“Kültürel Kodlar” kitabının yazarı ünlü nöroantropolog Dr. Rapaille insanların ne söylediğine güvenmiyor. Bunun yerine insanların ne yaptığına odaklanıyor. Her zaman anlattığı meşhur kahve örneğindeki gibi beynimizin rasyonel düşünceyle ilgili kısmı tadı en iyi olan kahveyi tercih etmemizi söyler ancak ilkel beyin içgüdüsel olarak en iyi kokan kahveyi tercih eder.

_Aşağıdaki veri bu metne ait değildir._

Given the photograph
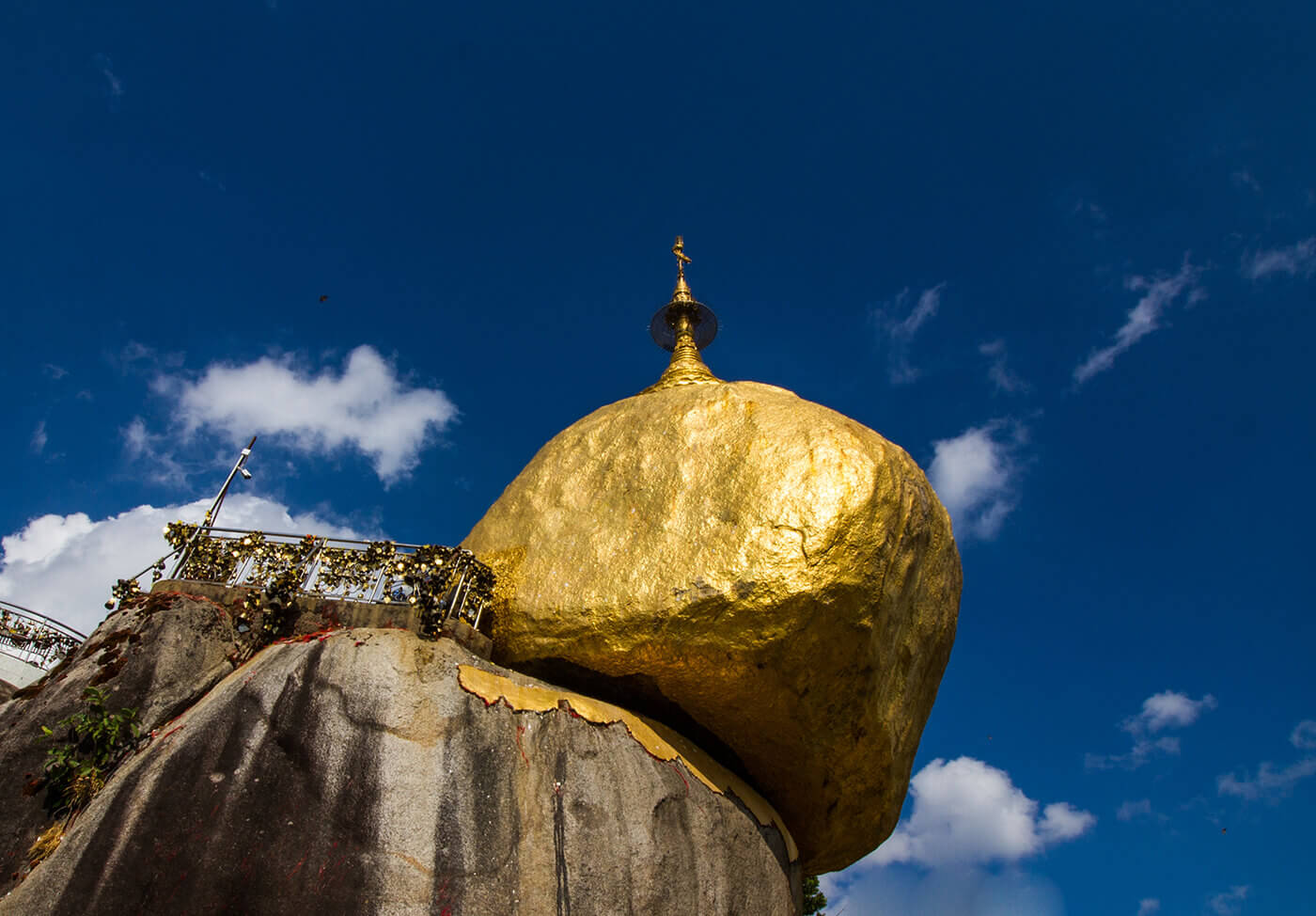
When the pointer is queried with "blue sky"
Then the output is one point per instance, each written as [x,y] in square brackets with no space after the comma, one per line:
[1065,256]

Dr. Rapaille’e göre ‘ilkel beyin herzaman kazanır’ . Beynimizin mantıksal işlevlerden sorumlu bölümü olan korteks, kararlar ilkel beyin tarafından verildikten çok sonra devreye girer. İşe Hummer’la gidip gelmeyi başka türlü nasıl açıklarsınız?
Son yıllarda yapılan çalışmalar satın alma hareketimizin rasyonel bir düşünceyle değil, hissederek başladığını gösteriyor. Önce duygularımızla karar veriyor ve daha sonra verdiğimiz kararı mantıklı bir zemine oturtmaya çalışıyoruz.
Kalifornia’da UC Irvine Nörobilim Bölümü Direktörü ve karar mekanizmalarında duyguların etkisini inceleyen en önemli uzmanlardan olan Antonio Damasio, ‘Descartes Error’ adlı kitabında “Biz hisseden düşünme makinaları değil, düşünen hissetme makinalarıyız’’ diyor. Satın alma davranışının duygulardan güçlü bir şekilde etkilendiği gerçeği, pazarlama uzmanlarının hisler üzerine yoğunlaşmalarına neden oldu.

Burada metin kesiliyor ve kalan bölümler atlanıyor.